Sounds like the FIL doesn't want much contact, if any. Your most important relationship is with your DIL. You might alienate her if you push her to get her dad to be more involved with you and your family. I'd move on from him, ask of his well being occasionally and focus on your daughter in law. That's difficult enough in my experience.

Glad your mending. Had a patella injury its not fun!
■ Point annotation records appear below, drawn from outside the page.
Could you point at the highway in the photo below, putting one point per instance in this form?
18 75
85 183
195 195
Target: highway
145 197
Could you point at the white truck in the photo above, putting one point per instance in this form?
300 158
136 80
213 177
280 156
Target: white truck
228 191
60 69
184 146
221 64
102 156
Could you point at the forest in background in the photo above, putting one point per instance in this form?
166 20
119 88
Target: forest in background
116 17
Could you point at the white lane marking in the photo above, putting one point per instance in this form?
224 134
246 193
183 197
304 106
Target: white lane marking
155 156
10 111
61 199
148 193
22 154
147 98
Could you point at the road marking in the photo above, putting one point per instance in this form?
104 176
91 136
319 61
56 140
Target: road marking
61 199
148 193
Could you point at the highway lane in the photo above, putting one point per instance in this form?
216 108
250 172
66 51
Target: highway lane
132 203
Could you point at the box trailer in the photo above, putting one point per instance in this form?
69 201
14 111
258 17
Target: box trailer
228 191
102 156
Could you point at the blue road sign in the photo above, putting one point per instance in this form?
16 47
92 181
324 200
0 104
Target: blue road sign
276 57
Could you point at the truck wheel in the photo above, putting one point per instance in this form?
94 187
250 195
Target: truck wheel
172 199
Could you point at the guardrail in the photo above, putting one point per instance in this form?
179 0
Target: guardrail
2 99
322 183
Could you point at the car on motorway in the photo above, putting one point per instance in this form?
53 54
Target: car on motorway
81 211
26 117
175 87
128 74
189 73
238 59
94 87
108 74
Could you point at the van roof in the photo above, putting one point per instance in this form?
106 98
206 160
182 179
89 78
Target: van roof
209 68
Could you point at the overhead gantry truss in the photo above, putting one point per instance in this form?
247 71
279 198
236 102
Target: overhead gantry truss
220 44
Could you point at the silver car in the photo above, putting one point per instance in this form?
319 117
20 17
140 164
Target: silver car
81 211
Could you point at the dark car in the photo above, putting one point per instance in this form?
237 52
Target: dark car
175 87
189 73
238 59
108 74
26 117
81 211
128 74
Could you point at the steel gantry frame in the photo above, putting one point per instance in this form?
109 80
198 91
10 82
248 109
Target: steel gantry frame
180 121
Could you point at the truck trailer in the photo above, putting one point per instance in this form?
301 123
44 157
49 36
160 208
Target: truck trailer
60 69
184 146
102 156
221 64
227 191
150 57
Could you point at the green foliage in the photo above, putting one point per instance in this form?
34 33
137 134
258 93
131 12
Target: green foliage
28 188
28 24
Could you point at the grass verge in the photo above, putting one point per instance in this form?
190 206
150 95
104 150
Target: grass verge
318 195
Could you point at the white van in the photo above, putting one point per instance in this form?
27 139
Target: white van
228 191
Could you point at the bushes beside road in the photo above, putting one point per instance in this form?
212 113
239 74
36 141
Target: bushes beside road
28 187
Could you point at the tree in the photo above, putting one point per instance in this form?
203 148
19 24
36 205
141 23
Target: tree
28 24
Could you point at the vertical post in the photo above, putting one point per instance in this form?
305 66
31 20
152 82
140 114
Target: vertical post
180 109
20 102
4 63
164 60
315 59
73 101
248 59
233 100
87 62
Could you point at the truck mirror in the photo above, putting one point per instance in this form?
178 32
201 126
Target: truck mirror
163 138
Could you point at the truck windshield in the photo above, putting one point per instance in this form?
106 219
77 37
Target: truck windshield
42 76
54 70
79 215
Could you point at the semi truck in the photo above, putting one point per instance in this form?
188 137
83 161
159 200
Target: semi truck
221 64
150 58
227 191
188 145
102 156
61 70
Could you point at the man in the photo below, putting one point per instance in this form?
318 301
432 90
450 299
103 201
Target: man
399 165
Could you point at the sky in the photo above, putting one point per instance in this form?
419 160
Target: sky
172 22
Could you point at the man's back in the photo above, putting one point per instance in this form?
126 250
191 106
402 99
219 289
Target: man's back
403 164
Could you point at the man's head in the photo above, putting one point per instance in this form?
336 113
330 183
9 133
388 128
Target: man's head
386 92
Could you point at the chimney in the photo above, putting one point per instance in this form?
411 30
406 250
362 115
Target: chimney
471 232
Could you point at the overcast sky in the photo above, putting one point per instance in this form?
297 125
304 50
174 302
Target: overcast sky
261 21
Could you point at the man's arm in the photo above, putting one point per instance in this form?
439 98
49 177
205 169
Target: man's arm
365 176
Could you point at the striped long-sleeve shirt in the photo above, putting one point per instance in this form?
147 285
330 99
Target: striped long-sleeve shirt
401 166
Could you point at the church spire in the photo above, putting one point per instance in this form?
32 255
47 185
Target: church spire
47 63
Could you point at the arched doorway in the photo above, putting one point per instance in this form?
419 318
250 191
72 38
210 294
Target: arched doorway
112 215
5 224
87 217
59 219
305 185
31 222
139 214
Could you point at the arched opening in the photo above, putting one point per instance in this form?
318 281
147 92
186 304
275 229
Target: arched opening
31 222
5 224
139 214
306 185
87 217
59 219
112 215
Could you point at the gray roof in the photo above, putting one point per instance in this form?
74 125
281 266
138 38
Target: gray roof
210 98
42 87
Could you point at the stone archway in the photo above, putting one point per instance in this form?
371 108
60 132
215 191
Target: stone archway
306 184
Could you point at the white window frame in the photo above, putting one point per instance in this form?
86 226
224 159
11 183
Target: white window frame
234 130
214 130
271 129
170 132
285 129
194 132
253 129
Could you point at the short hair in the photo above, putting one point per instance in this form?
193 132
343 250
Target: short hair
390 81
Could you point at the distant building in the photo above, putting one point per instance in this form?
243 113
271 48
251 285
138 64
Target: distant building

Good luck.

Irish_Dem

(78,510 posts)
3. What does your son think?
Sat Nov 29, 2025, 03:07 PM
Saturday

For the sake of not creating family bad blood, is it better to make an appearance Christmas Eve?

Some people are narcissists and they do not have any concept of the feelings or welfare of other people.

It is likely not a snub to you personally. He may not be capable of concerned or caring behavior.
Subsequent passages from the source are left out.